Uterine fibroids are benign tumors of the uterus that affect 20-40% of premenopausal women.
- Uterine pressure or pain
- Heavy menstrual bleeding
- Pain with intercourse
- Low back pain
- Frequent urination and increased urinary urgency
Women are at increased risk for developing fibroids if they are African-American, over the age of 40, have not had children, are overweight, or have a first-degree relative with fibroids. Diagnosis is usually confirmed by ultrasound or MRI.
Uterine Fibroid Embolization (UFE):
Uterine fibroid embolization is a minimally invasive treatment option for patients with symptomatic uterine fibroids with less risk, less pain, and less recovery time than traditional surgical options.

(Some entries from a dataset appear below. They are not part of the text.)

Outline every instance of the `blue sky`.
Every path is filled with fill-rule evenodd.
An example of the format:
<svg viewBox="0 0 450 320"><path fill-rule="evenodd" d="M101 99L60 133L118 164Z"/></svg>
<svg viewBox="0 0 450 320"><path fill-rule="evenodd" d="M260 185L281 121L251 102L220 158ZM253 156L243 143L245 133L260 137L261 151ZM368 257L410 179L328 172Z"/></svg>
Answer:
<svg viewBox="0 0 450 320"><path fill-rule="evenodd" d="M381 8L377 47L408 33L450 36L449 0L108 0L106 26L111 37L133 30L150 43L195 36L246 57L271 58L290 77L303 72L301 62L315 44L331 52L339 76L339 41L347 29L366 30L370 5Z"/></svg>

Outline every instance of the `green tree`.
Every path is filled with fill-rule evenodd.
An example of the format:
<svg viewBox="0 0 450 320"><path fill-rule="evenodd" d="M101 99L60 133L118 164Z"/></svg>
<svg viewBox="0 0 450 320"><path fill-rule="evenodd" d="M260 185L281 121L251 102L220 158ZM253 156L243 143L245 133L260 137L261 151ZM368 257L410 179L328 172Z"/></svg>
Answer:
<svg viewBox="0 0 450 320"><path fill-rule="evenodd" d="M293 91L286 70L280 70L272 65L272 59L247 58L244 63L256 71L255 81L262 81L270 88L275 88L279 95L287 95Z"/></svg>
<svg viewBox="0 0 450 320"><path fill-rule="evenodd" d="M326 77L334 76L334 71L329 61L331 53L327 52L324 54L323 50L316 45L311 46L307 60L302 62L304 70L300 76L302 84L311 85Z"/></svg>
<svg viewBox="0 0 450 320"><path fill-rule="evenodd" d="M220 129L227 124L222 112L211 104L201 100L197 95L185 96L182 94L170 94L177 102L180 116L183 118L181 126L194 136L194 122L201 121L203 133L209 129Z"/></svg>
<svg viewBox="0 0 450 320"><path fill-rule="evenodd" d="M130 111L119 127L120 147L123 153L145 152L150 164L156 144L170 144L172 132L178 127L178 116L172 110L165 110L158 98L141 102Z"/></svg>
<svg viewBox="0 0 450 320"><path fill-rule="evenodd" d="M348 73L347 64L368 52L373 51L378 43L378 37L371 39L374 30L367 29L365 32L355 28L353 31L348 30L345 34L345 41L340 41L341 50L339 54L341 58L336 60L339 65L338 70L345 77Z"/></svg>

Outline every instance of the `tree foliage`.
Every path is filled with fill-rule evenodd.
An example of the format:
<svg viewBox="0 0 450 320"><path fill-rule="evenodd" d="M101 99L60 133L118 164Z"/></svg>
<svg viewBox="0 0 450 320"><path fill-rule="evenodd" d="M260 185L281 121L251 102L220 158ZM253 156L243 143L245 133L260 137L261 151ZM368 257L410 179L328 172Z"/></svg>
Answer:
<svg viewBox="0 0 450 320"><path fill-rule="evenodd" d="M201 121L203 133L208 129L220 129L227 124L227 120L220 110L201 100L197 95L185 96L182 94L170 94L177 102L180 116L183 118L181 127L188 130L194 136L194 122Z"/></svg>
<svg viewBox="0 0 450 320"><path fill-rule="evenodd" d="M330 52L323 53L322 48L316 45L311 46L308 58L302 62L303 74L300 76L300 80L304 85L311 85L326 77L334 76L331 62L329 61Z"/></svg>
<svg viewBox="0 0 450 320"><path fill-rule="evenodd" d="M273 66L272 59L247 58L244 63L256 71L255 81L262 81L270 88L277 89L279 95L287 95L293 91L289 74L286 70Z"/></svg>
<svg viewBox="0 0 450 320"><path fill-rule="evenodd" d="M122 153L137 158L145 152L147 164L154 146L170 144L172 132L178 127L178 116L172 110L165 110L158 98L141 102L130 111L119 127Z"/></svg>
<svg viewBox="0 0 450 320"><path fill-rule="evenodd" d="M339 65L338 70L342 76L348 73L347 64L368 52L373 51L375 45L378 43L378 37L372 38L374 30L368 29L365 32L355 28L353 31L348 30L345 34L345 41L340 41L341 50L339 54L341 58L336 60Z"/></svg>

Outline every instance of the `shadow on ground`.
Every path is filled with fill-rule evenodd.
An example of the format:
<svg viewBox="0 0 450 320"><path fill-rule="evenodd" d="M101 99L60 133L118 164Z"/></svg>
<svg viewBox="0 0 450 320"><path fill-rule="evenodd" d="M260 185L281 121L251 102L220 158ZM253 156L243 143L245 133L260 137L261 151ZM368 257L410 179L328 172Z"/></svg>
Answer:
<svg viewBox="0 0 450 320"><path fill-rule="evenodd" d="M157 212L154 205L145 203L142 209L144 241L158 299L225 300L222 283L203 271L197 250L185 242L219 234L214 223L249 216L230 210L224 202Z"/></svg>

Fibroids require a blood supply to grow. To treat uterine fibroids, interventional radiologists access the blood vessels supplying the uterine fibroid by a needle stick and without incisions or stitches. Once a catheter is in the proper position, the supplying blood vessels are embolized or blocked by releasing small particles into the uterine blood vessels. Embolizing the blood vessels starve the fibroids of nutrients causing the fibroids to soften and shrink in size. By doing this procedures, over 90% of patient with fibroids will have symptom relief.
The risks of the procedure are minimal but include infection, bleeding, or adverse reactions to the imaging agents used during the treatment. There is a small risk of inducing menopause, especially in women over 45 years of age. Within the first week following the procedure, some women may experience symptoms of post-embolization syndrome, including pelvic pain and cramping, nausea and low-grade fever. These symptoms may resolve themselves and disappear within 2-7 days.